Mükremin Özenç: Bugünkü Hürriyet 8. sayfadan bir haber başlığı: “Büyük sinagogda üç din iftar açtı”. İftar açılmaz, oruç açılır. Misallerle anlatalım;
“Henüz iftar etmedim”. “Oruçlarını zeytinle açtılar.” (11 Haziran)
İbrahim Güdüm/Çağlayan Kökkılınç: Spor sayfasında “İyi ki doğdun Gözgöz” başlıklı yazısında Onur Atış, “İzmir’in PTT 1. Lig’deki tek temsilcisi Göztepe” ifadesini kullanmıştır. Oysa 1923’ten beri birçok şampiyonluklar ve başarılar kazanmış Altınordu da İzmir’in 1. Lig’deki temsilcisi. (15 Haziran)
Gizem Bayram: “Komiser yardımcılarının mezuniyeti” haberinde bayan komiserin fotoğrafını photoshop ile oynayarak dudaklarını dolgunlaştırıp bayan memuru seks objesi olarak gösteren yayın politikanızı bayan olarak kınıyorum.
NOT: Kadın okurun itirazı haksız. Fotoğraflarda photoshop yoktu; Anadolu Ajansı’ndan aynen alınmıştı.
Mehmet Göktürk: İnternette “Kadın öğretmene herkesin ortasında dayak” haberinde mağdurların adları verilmesine karşın dayak atanların soyadları gizlenmiş. Bunu niçin yapıyorsunuz?
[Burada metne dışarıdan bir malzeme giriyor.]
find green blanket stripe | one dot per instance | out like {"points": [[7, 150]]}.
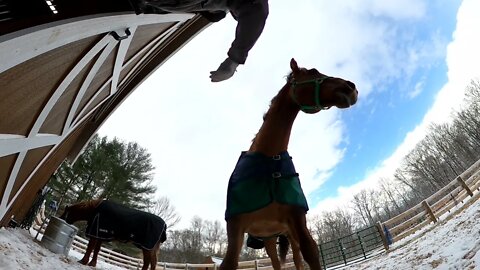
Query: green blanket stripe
{"points": [[250, 195]]}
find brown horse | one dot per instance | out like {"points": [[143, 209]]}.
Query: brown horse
{"points": [[107, 221], [264, 195], [270, 245]]}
Niye isimleri vermiyorsunuz?
Mete Durdağ/Mustafa Boz: Türkiye-Belçika Milli Kadın Voleybol karşılaşmasının sonucunu dahi gazetede ve internette vermediniz. Kızlarımız her seti müthiş bir mücadele ile geçen karşılaşmayı 3-0 kazandı. Bilhassa kadın sporcularımızın başarılarının görmezden gelinmesi üzücü. (11 Haziran)
Dağhan Irak: Türkiye’de yabancı-gayrimüslim olmanın zorluğunu, internette “Saldırıya uğrayan plakçı Koreli çıktı” başlığı konulmasının hedef gösterme yerine geçebileceğini bilmiyor musunuz? Neden saldırgan yerine mağdur kurcalanıyor?
NOT: Saldırganların araştırılması gerek ama mağdurun Koreli olması da haber. Ancak haber, basılı gazetedeki gibi mağduru koruyan ve şiddete karşı çıkan bir dille yazılmalıydı.
Ahmet Kanık: Datça’da ikamet ediyorum. Hürriyet oldukça geç geliyor. Hal böyle iken “Bil Bul Özel” ekinizde ödüller ilk çözen 10-20 kişiye veriliyor. Bu da Datça’dan kimsenin ödül kazanmaya niyet bile etmemesi anlamına geliyor.
NOT: Yaz sezonu nedeniyle ek hat açıldı; gazete Datça’ya daha erken gidecek.
Selçuk Arman: Her gün Gökhan Gönül haberi görmekten bıktım. Geçen yıl da Emenike’ye sarmıştınız. Bu habercilik konusunda sizden beni soğutan bir neden olacak böyle giderse. Diğer sitelerde bu kadar abartmıyorlar.